Page MenuHomePhabricator

AbuseFilter should not cast arrays into strings
Open, LowPublic

Description

Using the debugging tools:

  • 1 in [0, 11, 20] => true, yet 1 is not in the array
  • contains_any([0, 11, 20], 1) => true

etc.

Currently when looking for multiple namespaces (for example), it seems the only way to do it with a single condition is with regex, like article_namespace in "^(0|11|20)$". This is not very pretty, and probably (very very slightly) less performant because it uses the regex engine.

Arrays always get joined into a single string, which is not what you would expect from the syntax.

It should be noted fixing this will introduce regressions. There are many, many filters that do things like !("confirmed" in user_groups).

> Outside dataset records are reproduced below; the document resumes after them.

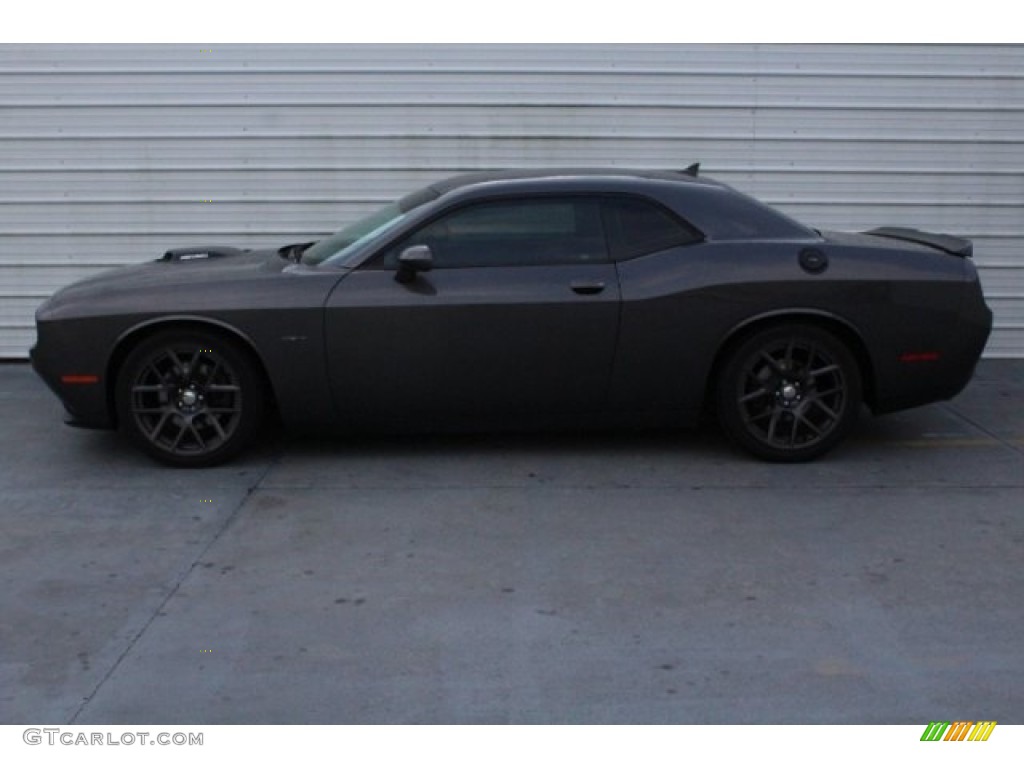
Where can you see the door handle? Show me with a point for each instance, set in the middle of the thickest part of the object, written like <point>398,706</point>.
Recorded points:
<point>587,287</point>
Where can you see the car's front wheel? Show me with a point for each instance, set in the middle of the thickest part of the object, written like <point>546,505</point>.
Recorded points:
<point>189,398</point>
<point>788,393</point>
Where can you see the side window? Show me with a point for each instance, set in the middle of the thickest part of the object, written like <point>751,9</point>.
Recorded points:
<point>637,227</point>
<point>513,232</point>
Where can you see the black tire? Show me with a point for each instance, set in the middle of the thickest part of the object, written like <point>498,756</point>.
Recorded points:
<point>788,393</point>
<point>189,398</point>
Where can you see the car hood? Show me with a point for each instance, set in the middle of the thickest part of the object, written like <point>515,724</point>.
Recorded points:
<point>129,288</point>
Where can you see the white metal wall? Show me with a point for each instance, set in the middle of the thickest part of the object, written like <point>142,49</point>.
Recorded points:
<point>110,155</point>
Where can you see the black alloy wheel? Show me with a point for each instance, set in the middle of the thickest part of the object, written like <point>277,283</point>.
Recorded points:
<point>788,393</point>
<point>189,398</point>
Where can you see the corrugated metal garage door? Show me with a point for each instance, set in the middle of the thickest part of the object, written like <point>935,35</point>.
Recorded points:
<point>110,155</point>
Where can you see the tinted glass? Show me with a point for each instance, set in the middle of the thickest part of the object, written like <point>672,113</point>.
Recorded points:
<point>520,232</point>
<point>637,227</point>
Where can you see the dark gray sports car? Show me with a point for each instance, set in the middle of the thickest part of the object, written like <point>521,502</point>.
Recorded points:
<point>525,298</point>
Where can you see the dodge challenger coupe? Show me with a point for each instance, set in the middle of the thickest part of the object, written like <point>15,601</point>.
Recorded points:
<point>524,299</point>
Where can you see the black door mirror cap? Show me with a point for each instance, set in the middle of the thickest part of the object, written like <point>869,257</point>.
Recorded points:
<point>412,260</point>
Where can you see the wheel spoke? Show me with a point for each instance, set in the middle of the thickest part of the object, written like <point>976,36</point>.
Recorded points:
<point>810,424</point>
<point>822,371</point>
<point>823,407</point>
<point>216,425</point>
<point>199,437</point>
<point>160,425</point>
<point>179,368</point>
<point>754,395</point>
<point>184,428</point>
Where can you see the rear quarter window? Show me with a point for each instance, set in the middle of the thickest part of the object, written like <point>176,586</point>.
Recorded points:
<point>637,227</point>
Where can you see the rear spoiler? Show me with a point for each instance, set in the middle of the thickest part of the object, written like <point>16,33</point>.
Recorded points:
<point>945,243</point>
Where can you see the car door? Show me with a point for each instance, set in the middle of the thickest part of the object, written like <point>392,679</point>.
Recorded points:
<point>516,320</point>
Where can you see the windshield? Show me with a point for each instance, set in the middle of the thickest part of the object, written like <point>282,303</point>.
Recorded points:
<point>350,240</point>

Right now this covers "confirmed" and "autoconfirmed". Assuming user_groups is an array (which it logically it should be), you'd need to change this clause to something like !(contains_any(user_groups, "confirmed", "autoconfirmed")). We could run a query to find all the filters that use in, contains_any and contains in order to find out what needs updating. The rollout process would be painful, but the point is newcomers to the extension would expect arrays to act like arrays, and not a giant string.

Event Timeline

As a partial solution, there is https://gerrit.wikimedia.org/r/#/c/409312/, to be used in cases like the one with namespaces. It doesn't solve the problem, but it may be something to start with. Changing array behaviour to be sane would indeed be a pain in the neck for transition involved.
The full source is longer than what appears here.